Apparently it is recommended to force include precompiled headers, so that the source may be used with and without precompiled headers. Even CMake uses the force include method on precompiled headers.
However for example Microsofts MSVC documentation says:
The compiler treats all code occurring before the .h file as precompiled. It skips to just beyond the #include directive associated with the .h file, uses the code contained in the .pch file, and then compiles all code after filename.
and for the /FI
option the documentation says:
This option has the same effect as specifying the file with double quotation marks in an #include directive on the first line of every source file specified on the command line, in the CL environment variable, or in a command file.

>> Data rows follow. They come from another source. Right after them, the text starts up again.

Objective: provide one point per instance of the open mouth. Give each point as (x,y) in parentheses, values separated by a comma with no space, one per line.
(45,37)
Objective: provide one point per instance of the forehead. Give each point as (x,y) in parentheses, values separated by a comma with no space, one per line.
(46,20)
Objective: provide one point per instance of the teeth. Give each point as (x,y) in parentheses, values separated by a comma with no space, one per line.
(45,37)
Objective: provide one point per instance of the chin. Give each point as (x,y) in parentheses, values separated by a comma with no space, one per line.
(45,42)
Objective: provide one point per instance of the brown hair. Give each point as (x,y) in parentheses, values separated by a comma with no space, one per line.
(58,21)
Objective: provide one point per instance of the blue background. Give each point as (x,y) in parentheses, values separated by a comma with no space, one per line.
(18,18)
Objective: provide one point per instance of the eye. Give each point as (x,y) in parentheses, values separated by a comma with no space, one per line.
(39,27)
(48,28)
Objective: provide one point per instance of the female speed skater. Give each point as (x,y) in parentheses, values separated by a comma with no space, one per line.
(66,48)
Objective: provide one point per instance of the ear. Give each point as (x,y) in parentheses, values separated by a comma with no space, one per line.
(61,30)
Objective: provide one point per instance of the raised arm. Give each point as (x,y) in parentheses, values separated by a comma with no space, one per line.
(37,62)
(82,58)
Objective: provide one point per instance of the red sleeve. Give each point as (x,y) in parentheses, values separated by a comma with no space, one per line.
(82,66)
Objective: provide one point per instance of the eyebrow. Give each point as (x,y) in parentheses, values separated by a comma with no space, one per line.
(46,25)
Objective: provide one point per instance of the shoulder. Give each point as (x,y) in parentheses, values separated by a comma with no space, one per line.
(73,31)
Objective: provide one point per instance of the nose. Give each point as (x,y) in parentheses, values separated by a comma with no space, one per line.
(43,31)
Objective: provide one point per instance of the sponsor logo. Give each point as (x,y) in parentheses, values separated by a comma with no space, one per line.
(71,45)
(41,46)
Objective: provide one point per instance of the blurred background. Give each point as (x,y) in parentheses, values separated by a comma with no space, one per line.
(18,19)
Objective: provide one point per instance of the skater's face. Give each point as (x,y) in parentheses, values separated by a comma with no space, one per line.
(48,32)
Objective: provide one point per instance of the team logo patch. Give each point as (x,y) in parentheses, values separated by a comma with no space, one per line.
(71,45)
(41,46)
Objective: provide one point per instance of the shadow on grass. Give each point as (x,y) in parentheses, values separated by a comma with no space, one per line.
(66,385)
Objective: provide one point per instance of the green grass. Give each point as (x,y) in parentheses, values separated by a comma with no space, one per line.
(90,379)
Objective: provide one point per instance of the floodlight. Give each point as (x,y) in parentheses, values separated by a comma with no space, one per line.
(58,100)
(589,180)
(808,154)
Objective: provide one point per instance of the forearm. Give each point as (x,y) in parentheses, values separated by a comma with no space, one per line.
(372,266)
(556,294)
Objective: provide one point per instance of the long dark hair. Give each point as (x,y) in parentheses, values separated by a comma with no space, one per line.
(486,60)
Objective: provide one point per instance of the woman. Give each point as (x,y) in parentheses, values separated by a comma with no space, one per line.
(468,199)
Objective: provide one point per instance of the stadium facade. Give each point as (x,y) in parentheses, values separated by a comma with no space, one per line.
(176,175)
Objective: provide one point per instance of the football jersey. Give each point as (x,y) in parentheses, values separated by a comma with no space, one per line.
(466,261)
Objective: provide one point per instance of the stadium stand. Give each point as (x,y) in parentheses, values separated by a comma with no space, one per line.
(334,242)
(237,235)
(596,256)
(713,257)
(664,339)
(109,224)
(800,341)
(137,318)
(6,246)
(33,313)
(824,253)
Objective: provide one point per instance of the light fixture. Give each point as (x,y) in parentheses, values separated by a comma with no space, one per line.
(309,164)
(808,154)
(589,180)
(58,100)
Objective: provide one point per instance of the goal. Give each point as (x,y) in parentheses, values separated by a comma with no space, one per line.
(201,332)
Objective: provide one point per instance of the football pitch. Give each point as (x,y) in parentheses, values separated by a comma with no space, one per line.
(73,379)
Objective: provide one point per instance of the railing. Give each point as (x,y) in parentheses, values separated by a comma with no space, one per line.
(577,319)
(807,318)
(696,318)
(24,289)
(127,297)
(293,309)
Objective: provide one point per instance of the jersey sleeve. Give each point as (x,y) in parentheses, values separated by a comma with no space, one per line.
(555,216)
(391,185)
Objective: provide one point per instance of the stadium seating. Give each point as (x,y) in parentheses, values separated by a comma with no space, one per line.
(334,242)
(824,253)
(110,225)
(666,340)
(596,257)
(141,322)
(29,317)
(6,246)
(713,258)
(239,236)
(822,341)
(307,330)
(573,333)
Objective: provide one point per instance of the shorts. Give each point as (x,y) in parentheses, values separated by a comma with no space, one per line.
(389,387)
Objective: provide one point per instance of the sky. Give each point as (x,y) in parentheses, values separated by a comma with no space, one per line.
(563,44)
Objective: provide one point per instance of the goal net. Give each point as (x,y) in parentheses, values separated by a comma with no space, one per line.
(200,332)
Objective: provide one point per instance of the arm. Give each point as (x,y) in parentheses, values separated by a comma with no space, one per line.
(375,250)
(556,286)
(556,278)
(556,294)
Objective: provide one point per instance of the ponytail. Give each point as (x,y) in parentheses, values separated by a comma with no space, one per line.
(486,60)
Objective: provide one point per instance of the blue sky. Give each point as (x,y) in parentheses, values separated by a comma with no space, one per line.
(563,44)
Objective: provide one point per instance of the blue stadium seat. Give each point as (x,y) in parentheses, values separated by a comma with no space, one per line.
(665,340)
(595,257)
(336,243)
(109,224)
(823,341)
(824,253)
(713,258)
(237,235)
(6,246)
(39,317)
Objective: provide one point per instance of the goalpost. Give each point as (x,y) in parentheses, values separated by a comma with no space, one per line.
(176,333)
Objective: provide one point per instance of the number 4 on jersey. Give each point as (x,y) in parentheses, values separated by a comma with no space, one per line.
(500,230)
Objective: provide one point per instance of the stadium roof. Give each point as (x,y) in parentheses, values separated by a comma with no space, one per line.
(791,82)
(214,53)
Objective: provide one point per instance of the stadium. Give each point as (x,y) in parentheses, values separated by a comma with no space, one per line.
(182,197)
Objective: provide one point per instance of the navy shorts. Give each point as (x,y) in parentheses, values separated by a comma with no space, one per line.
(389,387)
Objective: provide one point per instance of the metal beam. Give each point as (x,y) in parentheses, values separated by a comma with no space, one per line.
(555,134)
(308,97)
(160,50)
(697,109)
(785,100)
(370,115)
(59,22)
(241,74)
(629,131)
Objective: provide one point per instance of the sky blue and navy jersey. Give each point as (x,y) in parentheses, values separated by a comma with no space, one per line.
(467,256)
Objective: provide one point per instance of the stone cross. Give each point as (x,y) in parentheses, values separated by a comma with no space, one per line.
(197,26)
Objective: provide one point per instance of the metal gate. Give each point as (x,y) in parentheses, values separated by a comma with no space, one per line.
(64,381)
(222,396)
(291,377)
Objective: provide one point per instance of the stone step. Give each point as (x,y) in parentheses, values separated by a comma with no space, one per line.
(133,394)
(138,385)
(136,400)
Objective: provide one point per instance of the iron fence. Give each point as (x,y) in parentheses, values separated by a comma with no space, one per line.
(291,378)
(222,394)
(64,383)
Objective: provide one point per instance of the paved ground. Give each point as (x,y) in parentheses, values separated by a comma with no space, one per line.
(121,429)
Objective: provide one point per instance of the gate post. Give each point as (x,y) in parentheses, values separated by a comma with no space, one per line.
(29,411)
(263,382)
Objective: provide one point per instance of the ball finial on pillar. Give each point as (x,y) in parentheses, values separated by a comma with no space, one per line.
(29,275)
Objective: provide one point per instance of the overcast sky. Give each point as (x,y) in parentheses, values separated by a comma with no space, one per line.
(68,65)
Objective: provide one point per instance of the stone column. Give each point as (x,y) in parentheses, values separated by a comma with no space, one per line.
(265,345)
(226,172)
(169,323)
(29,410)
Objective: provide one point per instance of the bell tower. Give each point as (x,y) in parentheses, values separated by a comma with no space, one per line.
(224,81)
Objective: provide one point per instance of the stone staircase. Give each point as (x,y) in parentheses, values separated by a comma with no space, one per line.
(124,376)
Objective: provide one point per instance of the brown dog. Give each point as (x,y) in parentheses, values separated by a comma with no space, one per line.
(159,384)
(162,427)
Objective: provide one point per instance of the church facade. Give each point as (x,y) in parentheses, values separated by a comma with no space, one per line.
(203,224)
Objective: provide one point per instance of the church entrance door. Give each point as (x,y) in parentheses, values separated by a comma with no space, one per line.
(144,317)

So to summarize this: All includes that are above/before an include directive of a corresponding precompiled header, will be precompiled into the PCH file. Force-including that file will put this in the first line of a file.

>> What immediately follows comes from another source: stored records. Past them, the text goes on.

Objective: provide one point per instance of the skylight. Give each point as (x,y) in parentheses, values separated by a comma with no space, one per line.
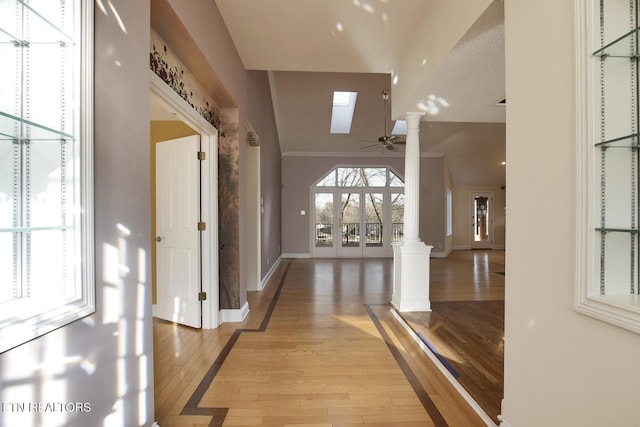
(342,112)
(399,128)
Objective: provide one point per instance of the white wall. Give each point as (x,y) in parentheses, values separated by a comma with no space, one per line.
(105,359)
(561,368)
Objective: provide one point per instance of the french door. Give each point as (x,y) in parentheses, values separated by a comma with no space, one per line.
(353,223)
(482,220)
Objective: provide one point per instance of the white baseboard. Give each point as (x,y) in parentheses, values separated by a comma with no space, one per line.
(294,255)
(234,314)
(441,254)
(267,276)
(503,423)
(462,248)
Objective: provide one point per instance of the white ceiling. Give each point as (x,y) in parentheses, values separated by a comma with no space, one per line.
(313,47)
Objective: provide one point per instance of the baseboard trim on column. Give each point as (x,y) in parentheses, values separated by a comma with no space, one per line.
(234,314)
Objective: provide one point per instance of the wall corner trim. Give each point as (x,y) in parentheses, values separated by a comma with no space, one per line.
(235,314)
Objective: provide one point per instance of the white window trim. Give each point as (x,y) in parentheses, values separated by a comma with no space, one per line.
(26,329)
(619,310)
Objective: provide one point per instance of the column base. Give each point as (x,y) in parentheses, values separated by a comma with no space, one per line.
(411,261)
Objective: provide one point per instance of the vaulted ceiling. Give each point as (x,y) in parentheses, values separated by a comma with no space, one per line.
(443,58)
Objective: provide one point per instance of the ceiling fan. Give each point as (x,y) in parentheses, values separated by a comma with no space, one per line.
(386,141)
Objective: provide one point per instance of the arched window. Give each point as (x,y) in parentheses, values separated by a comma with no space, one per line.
(358,212)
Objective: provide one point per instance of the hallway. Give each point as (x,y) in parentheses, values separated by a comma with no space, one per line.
(320,347)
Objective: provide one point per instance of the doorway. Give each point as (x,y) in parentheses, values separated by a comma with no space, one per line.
(177,241)
(166,99)
(482,220)
(358,220)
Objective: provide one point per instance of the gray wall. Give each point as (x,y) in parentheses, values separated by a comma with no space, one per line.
(105,359)
(261,117)
(299,173)
(249,91)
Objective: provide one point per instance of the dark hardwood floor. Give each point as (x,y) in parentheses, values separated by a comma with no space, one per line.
(466,324)
(322,347)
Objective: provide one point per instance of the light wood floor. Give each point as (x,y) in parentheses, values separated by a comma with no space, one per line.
(320,347)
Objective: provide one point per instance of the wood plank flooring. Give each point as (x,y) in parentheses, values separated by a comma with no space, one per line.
(466,324)
(320,347)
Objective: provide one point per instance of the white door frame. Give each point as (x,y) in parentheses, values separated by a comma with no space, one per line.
(171,101)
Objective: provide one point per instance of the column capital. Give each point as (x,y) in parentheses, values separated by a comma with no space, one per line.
(413,117)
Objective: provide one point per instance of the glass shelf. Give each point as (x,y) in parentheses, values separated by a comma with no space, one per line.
(618,230)
(41,26)
(627,141)
(12,127)
(620,48)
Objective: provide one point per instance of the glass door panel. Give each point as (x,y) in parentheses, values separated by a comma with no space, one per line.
(373,219)
(482,233)
(350,220)
(397,216)
(323,224)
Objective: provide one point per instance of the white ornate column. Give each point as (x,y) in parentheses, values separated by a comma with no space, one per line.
(411,255)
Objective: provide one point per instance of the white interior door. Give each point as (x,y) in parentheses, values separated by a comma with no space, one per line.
(177,236)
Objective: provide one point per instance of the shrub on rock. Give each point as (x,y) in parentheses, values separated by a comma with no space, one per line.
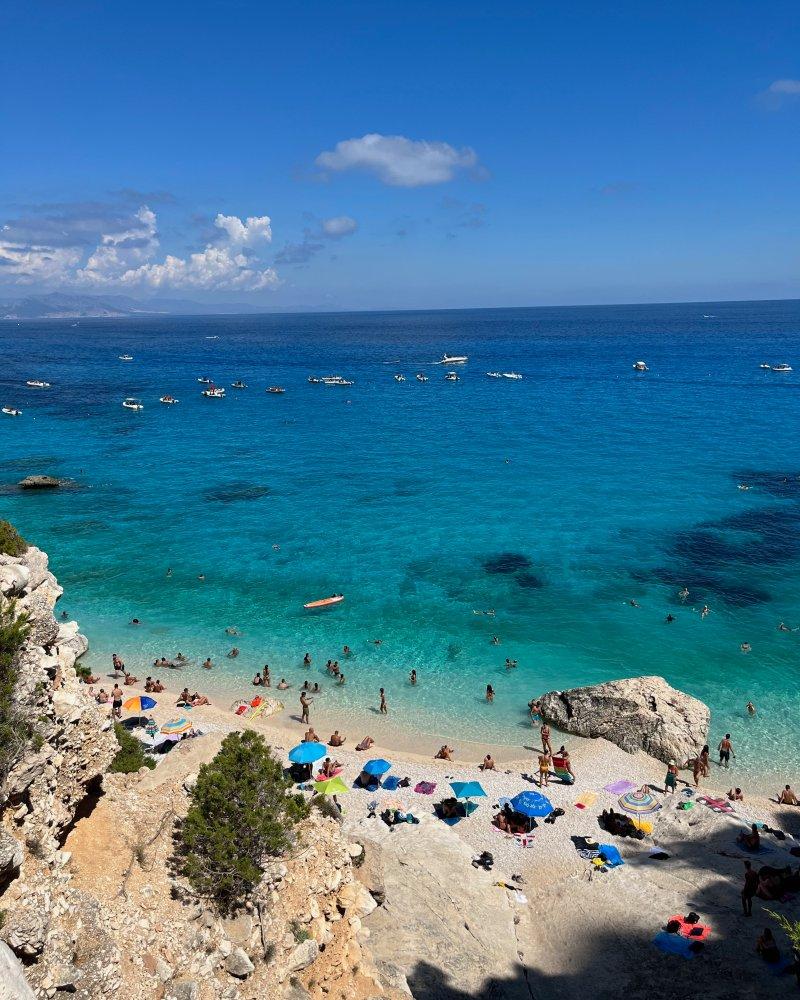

My question now is: How does this work together? Is there some special logic for PCH files during build process or am I missing something?

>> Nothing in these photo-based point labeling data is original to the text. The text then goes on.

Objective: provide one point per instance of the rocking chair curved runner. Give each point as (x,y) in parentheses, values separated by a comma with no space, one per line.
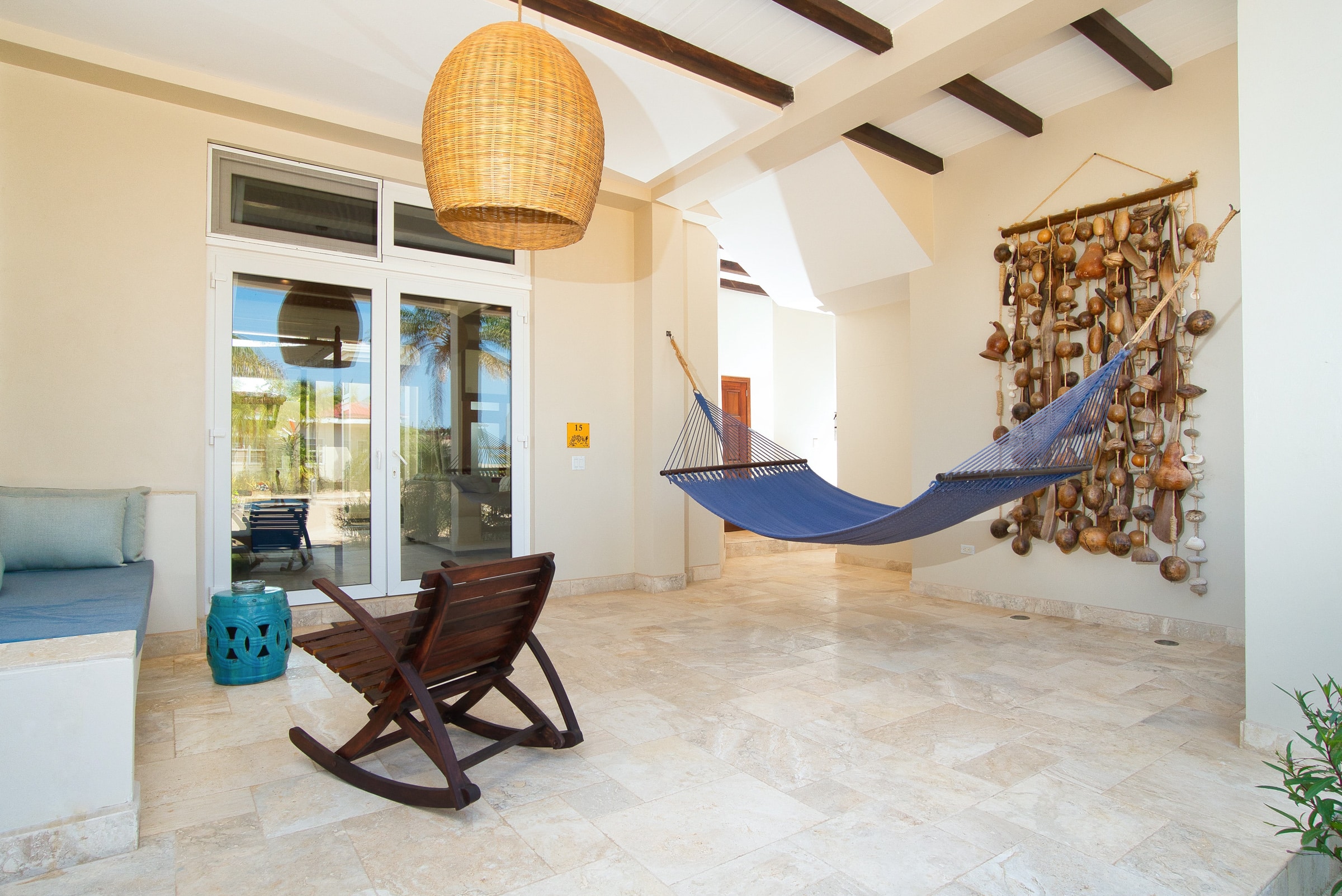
(461,640)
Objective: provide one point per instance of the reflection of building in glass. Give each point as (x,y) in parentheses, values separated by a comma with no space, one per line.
(455,432)
(301,431)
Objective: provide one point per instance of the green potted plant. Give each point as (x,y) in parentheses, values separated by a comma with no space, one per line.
(1314,784)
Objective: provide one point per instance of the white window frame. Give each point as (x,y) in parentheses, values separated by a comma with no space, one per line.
(386,276)
(395,192)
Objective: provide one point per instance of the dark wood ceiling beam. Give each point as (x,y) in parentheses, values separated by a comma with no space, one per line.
(844,22)
(897,148)
(991,102)
(1128,50)
(635,35)
(741,287)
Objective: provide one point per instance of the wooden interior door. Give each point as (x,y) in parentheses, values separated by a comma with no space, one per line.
(736,399)
(736,439)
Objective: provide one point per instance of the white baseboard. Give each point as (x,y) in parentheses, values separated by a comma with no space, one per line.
(172,644)
(1149,623)
(70,841)
(1305,875)
(876,562)
(1265,738)
(705,573)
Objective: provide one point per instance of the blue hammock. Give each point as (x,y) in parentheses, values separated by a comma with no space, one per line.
(757,485)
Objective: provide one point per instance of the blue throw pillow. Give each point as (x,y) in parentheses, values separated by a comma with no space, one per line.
(138,502)
(61,533)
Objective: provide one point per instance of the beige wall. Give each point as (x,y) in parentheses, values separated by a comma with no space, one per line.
(102,279)
(102,314)
(584,325)
(1292,318)
(876,411)
(952,302)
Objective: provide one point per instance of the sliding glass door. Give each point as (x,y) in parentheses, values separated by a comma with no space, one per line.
(364,427)
(454,459)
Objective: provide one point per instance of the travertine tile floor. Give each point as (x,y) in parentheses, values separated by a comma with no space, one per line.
(793,729)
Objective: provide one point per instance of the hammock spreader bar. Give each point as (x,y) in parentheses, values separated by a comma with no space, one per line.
(760,486)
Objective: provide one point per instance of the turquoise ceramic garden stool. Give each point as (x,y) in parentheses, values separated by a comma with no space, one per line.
(249,633)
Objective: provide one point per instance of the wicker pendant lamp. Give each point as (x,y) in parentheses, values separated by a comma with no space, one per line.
(513,140)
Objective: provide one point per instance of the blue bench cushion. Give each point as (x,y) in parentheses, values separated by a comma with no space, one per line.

Update: I checked the gcc documentation as well and it looks like that gcc searches for precompiled headers for each include directive it finds and uses precompiled headers if possible. So do I understand it correctly that MSVC kind of summarizes all includes before (including the header itself) an include that should be used to generate a precompiled header, where gcc instead generates a precompiled header for that specific header?
If that's right it arises the question: Is gcc really way more flexible regarding preocmpiled header usage and how easy it is to gain a performance boost during compilation out of it?